What to Know About Your Formulary Drug List

Medically Reviewed by Joshua Conrad, PharmD on November 21, 2023
4 min read

Your health insurance plan includes a list called a formulary -- a directory of the drugs it covers. If you've ever been stunned at how much it cost you to fill a prescription, it’s possible that medication wasn't on your formulary.

The formulary is also called a preferred drug list (PDL). At first glance, you may think you need a decoder ring to figure it out. But understanding your PDL can help you pay the lowest price for the drugs you need.

Your plan’s list is created by a committee made up of doctors and pharmacists. The group works together to make sure the formulary is based on safety, effectiveness, and overall value, says Louise Norris, a licensed insurance broker and analyst for healthinsurance.org.

A PDL categorizes drugs into tiers, usually three to five of them, based on how much they cost you. Drugs on Tier 1 are the cheapest and are often generic versions of brand-name drugs that are in higher, more expensive, tiers, Norris says.   

Your insurance plan may not cover every possible medication. It depends on whether your PDL is open or closed.

With an open formulary, your health plan covers any drug approved by the FDA. “Any drug imaginable is on some tier. Worst-case scenario is the most expensive drugs are on the highest tiers,” says Michael Botta, PhD, co-founder of the direct-to-patient health care company Sesame. 

Many commercial plans are open or very close to it, he says.

With a closed formulary, “there are some medications that are on none of the tiers and so are not subject to your medication benefits,” Botta says.

A third of Americans use Medicaid, state-funded health insurance for those with low incomes, he says. Most of those plans have closed formularies.

Go to your insurance plan’s website and search for it. It might be under a tab like “find drugs” or “covered medications.” The formulary may list drugs:

  • Alphabetically
  • By tier
  • By type of drug
  • By medical condition they treat

If you can’t find a drug you're looking for, call the number on your insurance card for information, Botta says.

“You might find that your health plan has an interactive formulary page that shows you covered alternatives if your medication isn’t on the formulary,” Norris says. It also may give you lower-tier alternatives if your medication is in a higher tier, she adds.

The PDL usually includes other important information about your coverage, including:

  • Prior Authorization (PA), or whether your plan requires you to get pre-approval to get a medication covered
  • Step Therapy (ST), which means you need to try cheaper drugs first to see if they work for your condition 
  • Quantity Limits (QL), when a drug is covered only for a certain number of refills or for a specific number of doses per day

Most formularies change at the start of each calendar year. Before you order your first refill of the year, check it to make sure your drugs are still on the list, if they’ve been replaced with generics, or if new ones you need are added.  

If you're thinking of changing your health insurance plan, check to see if all your family’s medications are on the formulary before making a decision. 

Norris says it’s common to have low, fixed-rate copays for Tier 1 drugs, but coinsurance (in which you pay a percentage of the cost) for top-tier drugs.
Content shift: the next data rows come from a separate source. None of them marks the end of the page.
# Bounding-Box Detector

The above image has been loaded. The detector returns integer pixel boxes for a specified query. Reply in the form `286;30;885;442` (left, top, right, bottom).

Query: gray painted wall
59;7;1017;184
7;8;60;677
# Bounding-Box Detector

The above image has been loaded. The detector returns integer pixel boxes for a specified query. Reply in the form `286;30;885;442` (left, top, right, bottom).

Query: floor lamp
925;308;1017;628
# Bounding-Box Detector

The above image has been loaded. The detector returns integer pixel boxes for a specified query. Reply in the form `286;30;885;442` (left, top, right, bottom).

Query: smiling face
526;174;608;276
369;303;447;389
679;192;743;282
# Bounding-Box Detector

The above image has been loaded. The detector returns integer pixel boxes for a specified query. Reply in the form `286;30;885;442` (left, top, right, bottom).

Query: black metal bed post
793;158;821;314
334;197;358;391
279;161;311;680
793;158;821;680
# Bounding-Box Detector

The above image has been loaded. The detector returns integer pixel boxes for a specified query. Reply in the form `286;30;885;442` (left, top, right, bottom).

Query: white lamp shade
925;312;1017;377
To lower your costs, ask your doctor for a medication in a lower tier, if one is available.

You may wonder whether generics are as good as brand name medication. FDA-approved generics have the same ingredients and are as effective as their brand name counterparts. They’re cheaper because they don’t have to repeat expensive effectiveness and safety studies. There's also more market competition because many different generics may be available.

Make sure you share the most up-to-date formulary list with your doctor, especially if cost is a concern. Let them know that you want the lowest-cost option that will meet your needs, Botta suggests.
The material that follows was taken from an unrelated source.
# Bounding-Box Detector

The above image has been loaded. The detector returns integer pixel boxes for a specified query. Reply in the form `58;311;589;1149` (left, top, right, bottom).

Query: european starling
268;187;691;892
In some cases, you and your doctor may need to get creative. For example, an extended-release drug might not be covered while the standard release version of the same drug is. Your doctor could write a prescription for the covered medication that you then take at different times during the day. This can mimic the effect of a time-release medication.

If you need a drug that isn't on your health plan's list, your doctor can submit a formulary exception request for you. You might need to do this for several reasons, Norris says.

  • You're allergic to the alternatives that are on the formulary.
  • You've already tried alternatives on the PDL and they didn't work.
  • The drugs that are on the formulary could interact poorly with other medications you take.
  • The formulary drugs may cause problems due to other health conditions you have.

It usually takes a while for insurance plans to add newly approved drugs to their formularies. If your doctor thinks a brand-new drug is the best or only choice for your medical needs, they can file a formulary exception if your health plan hasn't yet started covering the new drug.

There is no guarantee your insurance provider will grant a formulary exception. If not, there's an appeal process. It starts with an internal appeal. If that doesn’t work, it can go to an external appeal -- one reviewed by a third party instead of your health plan.

This is sometimes an uphill battle, Botta says. He advises going to the website of the drug's manufacturer to look for discounts. Your pharmacist can suggest ways to save, too.